Within five minutes, Bishop was driving the three of them to the terminal building. The Gulfstream IV, with Veil and the Pakistanis on it, was just one more rolling boom in the succession of jets leaving the runway. Bishop relaxed a little. Muloni was calm.

“I didn’t realize you knew Urdu,” Bishop said.

“Women who work for the Company need an edge,” Muloni told him. “Farsi and Urdu were mine.”

“Impressive. What did you say to her?”

“She started to swear at me. She only got as far as ‘hell.’ Probably going to tell me to go there. I said, ‘Heaven.’ The inflection suggested that was the only place I’d be going-unlike her.”

“Crap. You did all that with inflection?”

“That’s a lot of what language is,” she replied. “Language was my major. In the Semitic world especially, you find so much of language is just taunt and counter-taunt, with the ante constantly being upped. ‘Your father picks lemons.’ ‘Your mother sucks lemons.’ ‘Your sister is a lemon.’ That sort of thing.”

“Only a little rougher, I’m guessing,” Bishop said.

“Yes.” She smiled. “My father’s family had a Moroccan strain. They were Muslim traders.

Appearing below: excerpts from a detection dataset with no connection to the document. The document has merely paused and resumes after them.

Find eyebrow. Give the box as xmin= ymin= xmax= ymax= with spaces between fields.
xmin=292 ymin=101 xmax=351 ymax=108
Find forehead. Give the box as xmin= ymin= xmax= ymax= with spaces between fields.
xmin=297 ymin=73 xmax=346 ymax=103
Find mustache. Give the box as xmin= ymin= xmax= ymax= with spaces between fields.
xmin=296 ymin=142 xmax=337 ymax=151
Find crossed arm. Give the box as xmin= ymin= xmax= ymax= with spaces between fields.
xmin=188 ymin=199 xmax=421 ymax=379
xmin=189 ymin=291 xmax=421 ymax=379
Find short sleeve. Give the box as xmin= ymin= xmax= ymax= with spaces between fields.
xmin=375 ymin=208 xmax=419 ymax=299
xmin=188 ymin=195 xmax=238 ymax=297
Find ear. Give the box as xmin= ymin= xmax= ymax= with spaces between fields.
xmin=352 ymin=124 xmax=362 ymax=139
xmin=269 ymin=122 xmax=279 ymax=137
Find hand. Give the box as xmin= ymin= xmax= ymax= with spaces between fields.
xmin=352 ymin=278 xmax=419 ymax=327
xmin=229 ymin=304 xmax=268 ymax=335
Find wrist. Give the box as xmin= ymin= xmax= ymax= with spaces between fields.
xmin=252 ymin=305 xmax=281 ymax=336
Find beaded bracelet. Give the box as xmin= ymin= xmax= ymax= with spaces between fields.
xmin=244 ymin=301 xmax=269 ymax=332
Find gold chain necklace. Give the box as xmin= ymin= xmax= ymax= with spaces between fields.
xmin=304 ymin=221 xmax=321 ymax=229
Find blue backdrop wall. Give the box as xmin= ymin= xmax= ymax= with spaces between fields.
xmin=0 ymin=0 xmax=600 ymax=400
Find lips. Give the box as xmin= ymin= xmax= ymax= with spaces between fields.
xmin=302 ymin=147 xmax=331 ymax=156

Very vocal.”

“You get that in my Irish and Italian heritage, as well,” Bishop told her.

“We’re all more alike than we care to admit,” Muloni said. “That’s the damned thing about us killing each other.”

Bishop shook his head. “That’s what happens when you run out of insults, I guess.”

“Screw you,” she said with a little wink.

She was right. Inflection was everything.

The man removed his black mask several minutes after the Gulfstream had taken off. He swept a gloved hand through his damp blond hair. He was Caucasian, with the hulking build of an American football player.

He was clearly not Pakistani.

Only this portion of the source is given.